Our lives and the products and devices we use become more dependent on data by the day. As a result, cyberattacks and data breaches present everchanging risks to companies and individuals, and the importance of applicable insurance never has been more important. While companies historically sought coverage for losses under traditional CGL, D&O, E&O, commercial crime, and business interruption policies, their mixed results––coupled with new exclusions singling out electronic data––have led to increasing need for cyber-specific coverages. However, as evidenced by Minnesota District Court’s recent decision in Target Corporation v. ACE American Insurance Company, 2022 WL 848095 (D. Minn. Mar. 22, 2022), CGL policies still may be in play where damages result from the inability to use tangible property.
In 2013, Target discovered that a hacker breached its systems and obtained payment card data for approximately 110 million individuals with Target cards. The issuing banks then canceled the cards, issued replacements, and sought reimbursement from Target. In total, Target settled these claims for $138 million––of which $74 million was paid for costs associated with replacing the payment cards.

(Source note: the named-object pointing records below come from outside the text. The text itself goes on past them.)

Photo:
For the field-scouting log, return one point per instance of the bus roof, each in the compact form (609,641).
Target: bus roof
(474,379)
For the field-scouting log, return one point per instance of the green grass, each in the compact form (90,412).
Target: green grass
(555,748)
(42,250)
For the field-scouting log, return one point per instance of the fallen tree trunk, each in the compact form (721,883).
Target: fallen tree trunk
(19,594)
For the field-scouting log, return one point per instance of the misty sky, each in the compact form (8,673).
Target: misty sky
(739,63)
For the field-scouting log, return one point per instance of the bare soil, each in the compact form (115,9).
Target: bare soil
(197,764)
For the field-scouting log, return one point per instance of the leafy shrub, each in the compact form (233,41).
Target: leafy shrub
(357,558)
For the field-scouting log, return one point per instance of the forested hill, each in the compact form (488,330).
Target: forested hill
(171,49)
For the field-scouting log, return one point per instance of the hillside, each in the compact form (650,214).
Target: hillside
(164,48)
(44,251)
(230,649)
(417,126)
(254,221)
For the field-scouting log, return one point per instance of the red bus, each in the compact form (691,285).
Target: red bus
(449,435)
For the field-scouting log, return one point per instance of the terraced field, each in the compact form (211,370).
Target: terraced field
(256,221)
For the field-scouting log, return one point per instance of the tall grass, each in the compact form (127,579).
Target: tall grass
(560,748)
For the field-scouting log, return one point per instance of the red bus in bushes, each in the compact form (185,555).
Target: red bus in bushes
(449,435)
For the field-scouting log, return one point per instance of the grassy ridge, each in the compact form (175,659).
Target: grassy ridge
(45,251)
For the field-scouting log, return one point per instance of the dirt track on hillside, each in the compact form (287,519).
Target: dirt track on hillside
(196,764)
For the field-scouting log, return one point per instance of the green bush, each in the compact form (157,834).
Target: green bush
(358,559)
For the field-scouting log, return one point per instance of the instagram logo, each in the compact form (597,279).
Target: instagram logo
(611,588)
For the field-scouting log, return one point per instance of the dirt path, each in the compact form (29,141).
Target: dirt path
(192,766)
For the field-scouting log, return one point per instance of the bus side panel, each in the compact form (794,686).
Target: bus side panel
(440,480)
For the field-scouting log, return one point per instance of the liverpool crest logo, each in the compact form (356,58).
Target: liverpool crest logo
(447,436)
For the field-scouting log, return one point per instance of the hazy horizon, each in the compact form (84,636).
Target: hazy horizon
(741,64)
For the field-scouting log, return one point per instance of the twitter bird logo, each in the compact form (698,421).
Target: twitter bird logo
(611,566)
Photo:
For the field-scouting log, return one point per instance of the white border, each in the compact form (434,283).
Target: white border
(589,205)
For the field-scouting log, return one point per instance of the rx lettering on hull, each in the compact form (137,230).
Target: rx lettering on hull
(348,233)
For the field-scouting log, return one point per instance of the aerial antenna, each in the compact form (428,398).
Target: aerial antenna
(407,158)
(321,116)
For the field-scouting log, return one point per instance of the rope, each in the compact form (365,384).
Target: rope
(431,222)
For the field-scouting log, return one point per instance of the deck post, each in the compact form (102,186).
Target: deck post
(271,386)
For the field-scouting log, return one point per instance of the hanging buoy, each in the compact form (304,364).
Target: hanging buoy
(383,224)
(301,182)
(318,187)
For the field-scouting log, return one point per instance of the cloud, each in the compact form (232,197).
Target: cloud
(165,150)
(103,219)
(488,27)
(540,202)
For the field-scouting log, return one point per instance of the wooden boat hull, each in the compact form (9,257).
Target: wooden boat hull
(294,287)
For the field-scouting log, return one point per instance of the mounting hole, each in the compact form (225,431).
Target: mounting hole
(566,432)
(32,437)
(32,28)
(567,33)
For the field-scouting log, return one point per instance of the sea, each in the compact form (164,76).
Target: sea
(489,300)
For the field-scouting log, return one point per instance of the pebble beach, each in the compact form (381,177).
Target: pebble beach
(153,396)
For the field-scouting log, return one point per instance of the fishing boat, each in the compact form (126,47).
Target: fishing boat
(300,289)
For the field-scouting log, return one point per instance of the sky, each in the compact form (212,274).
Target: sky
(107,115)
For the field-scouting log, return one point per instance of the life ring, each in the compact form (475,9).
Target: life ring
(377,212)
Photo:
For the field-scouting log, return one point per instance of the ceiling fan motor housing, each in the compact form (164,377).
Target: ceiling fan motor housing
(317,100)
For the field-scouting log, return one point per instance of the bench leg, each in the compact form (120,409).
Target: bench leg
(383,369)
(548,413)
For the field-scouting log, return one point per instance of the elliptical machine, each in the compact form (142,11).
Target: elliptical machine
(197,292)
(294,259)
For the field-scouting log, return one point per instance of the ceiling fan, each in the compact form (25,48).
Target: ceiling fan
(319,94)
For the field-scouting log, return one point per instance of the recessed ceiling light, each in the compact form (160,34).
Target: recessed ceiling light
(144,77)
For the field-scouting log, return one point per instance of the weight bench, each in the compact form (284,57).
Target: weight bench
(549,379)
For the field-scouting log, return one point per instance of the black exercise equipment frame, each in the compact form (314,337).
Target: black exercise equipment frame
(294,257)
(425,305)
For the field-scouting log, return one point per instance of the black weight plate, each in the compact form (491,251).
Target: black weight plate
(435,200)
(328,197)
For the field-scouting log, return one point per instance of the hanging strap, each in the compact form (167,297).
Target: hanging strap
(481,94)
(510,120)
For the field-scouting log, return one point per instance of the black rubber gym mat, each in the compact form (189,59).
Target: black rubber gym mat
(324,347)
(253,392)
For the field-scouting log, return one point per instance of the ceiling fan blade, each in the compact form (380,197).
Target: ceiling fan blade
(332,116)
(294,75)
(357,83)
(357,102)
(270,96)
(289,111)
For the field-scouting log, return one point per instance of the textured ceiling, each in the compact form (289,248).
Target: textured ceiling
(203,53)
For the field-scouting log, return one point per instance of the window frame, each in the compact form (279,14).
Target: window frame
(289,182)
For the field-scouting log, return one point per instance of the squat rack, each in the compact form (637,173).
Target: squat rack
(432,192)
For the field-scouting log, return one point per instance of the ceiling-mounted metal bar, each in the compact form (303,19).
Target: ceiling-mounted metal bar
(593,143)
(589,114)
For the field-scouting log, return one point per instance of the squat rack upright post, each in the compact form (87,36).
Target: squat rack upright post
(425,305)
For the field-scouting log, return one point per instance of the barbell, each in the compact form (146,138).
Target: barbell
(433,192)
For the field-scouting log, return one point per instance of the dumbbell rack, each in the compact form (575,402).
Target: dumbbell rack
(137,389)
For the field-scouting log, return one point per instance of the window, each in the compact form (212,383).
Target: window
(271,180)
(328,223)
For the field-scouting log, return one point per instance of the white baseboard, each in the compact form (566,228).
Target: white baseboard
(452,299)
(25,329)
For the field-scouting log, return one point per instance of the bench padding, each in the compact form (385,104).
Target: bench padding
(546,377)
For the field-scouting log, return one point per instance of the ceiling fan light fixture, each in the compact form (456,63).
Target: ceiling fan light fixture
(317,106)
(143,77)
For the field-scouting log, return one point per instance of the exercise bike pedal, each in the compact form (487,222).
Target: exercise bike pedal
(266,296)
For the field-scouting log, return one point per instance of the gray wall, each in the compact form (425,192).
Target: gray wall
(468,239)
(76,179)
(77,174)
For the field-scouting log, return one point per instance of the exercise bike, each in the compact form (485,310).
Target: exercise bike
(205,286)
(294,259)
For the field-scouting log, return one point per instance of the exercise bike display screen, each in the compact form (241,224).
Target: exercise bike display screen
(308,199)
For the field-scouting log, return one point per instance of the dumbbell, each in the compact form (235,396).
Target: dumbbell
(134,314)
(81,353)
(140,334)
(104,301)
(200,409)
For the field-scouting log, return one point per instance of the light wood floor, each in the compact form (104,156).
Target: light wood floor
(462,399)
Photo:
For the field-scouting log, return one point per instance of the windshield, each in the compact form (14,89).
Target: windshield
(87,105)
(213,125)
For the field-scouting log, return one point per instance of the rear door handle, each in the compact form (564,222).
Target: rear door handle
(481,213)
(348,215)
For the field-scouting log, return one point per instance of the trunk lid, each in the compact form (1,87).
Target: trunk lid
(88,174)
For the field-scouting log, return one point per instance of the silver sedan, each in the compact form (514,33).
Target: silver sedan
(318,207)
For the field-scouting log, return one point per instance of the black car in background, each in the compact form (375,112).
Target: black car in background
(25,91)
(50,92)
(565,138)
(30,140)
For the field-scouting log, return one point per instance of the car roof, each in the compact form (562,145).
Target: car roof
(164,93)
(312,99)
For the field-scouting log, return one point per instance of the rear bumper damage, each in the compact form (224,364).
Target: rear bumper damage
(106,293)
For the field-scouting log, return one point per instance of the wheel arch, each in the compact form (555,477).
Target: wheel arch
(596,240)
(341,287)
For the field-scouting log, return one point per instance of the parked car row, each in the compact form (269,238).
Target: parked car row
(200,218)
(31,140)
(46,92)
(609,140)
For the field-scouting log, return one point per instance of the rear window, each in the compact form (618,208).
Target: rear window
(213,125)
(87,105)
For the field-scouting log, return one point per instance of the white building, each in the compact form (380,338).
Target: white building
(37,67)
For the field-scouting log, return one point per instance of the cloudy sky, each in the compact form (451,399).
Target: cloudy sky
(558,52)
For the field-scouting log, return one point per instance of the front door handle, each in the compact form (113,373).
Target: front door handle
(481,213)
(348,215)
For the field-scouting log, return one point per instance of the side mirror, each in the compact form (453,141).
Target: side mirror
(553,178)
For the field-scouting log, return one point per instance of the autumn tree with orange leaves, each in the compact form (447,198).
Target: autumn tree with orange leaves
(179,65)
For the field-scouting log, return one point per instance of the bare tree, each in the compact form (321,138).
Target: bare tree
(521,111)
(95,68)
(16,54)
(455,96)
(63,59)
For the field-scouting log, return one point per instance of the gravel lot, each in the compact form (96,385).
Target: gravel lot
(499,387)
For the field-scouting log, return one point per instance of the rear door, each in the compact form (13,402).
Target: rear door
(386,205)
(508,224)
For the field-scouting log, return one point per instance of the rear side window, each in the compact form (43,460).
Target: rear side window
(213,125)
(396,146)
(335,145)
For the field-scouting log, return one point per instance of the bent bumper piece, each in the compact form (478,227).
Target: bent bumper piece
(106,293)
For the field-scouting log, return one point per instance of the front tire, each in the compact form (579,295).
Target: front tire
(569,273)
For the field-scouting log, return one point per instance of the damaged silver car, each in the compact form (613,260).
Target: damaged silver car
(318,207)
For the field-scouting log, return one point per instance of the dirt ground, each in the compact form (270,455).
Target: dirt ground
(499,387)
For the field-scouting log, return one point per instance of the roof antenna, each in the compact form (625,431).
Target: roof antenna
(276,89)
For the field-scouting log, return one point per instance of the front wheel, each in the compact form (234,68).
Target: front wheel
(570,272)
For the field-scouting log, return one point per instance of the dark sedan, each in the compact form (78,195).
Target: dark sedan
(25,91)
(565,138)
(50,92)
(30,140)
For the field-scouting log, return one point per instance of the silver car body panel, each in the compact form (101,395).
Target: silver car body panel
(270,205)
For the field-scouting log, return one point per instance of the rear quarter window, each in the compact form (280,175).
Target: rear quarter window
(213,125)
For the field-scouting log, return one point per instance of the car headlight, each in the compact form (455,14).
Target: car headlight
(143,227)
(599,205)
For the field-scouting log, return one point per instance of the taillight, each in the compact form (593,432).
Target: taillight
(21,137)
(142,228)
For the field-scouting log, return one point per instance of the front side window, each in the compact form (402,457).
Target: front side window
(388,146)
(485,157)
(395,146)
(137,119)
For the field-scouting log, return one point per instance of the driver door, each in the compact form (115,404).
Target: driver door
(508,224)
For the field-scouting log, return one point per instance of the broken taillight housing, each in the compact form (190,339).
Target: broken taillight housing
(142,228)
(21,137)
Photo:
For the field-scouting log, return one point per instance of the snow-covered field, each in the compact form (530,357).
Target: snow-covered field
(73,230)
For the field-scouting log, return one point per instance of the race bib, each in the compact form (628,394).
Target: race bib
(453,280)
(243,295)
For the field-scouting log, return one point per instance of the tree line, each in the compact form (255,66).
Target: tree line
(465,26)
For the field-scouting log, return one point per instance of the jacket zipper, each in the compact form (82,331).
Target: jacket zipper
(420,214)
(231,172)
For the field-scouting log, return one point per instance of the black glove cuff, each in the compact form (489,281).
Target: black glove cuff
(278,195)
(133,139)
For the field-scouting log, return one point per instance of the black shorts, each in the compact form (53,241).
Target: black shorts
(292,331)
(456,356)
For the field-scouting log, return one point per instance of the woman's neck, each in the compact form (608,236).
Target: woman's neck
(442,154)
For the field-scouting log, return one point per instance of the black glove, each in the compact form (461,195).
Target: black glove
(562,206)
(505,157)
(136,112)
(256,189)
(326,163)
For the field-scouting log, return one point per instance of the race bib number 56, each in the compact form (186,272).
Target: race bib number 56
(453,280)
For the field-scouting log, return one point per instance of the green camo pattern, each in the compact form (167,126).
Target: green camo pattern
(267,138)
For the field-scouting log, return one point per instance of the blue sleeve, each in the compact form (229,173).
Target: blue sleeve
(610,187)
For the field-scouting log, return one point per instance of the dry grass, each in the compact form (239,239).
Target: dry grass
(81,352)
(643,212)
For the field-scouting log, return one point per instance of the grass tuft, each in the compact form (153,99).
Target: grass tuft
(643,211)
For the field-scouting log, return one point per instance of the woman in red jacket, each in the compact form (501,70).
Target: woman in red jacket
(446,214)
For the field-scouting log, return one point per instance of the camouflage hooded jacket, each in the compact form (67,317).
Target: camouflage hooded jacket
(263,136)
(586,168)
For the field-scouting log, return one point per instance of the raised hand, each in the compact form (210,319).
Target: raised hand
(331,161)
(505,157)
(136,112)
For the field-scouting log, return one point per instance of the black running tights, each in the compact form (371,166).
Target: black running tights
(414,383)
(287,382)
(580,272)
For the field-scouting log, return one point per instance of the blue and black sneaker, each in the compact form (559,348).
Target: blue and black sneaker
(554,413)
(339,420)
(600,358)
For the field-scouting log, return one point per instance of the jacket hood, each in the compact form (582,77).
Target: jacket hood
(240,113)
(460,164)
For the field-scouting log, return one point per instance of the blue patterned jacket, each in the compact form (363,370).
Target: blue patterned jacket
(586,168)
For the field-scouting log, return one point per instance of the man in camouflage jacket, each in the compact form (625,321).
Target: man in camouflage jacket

Target sought coverage for this amount from ACE under the common CGL coverage provision for damages because of “property damage”, including the “loss of use of tangible property that is not physically injured”, caused by an “occurrence”.
Because Target’s claimed damages were the costs associated with replacing the cards and not based on the value of the use lost by the banks or consumers, the court initially granted ACE’s motion for summary judgment in February 2021. In short, the court’s prior ruling would have required insureds to show a connection between the damages incurred and the value lost by someone being unable to use the tangible property at issue. Certainly, where covered, an insured’s damages may be the value of the use lost, but, as the court later recognized, an insured need only show that damages––however calculated––were “caused by” the “property damage” (i.e. the loss of use). See id. at *3 n.2 (finding a sufficient causal connection between the expense of settling the banks’ claims for the cost of replacing the cards and the payment cards’ loss of use).
In its March 22, 2022 correction, the court found that the compromised data rendered the payment cards inoperable without physically injuring them and permitted Target to recover amounts it paid the banks for replacing the cards. In doing so, the court analogized these facts to the Eighth Circuit’s decision in Eyeblaster, Inc. v. Fed. Ins. Co., 613 F.3d 797 (8th Cir. 2010). In Eyeblaster, an internet advertising company sought coverage under a CGL policy for claims that it damaged a user’s computer by infecting it with spyware. As in Target, the policy at issue excluded electronic data from its definition of “tangible property”––prompting the insurer to deny coverage. However, because the Eyeblaster underlying complaint’s allegations were aimed at problems with the computer’s functionality, the insured’s damages were associated with the loss of use of tangible property. Likewise, the Target court noted that the issuing banks’ claims were focused on the inability to use tangible payment cards, despite the fact that the cause arose in cyberspace.
Importantly, Target involved a situation where consumers lost the ability to use their payment cards, yet, unlike the computer owner in Eyeblaster, they were not involved in the underlying litigation. Nonetheless, Target was able to recover for claims brought by the issuing banks without addressing whose loss of use matters in these situations. Was it the banks’ inability to use the cards to collect transaction fees? Or, was the loss of use by cardholders sufficient despite their absence from the lawsuit? Nothing in CGL policies like the one issued in Target suggest this makes a difference, but it is worth noting where the property use at issue isn’t as apparent.
Target demonstrates the continuing viability of traditional coverages to losses seemingly resulting from damage to intangible property or data. However, it remains to be seen just how receptive courts will be to similar claims as we move away from physical modes of payment. Would courts apply the same reasoning to claims resulting from the loss of use of a smartphone or other device to access a third-party app that had been compromised––rendering the phone inoperable for making payments or buying Bitcoin for example? Would the claim be recognized where the app maker claims it lost the use of the device to generate revenue, or need it be end-user’s loss of use? In a plain reading of these CGL “loss of use” provisions, Target, and Eyeblaster suggest that coverage may be available, but companies should still be on the lookout for additional exclusions and consider broader cyber-specific policies.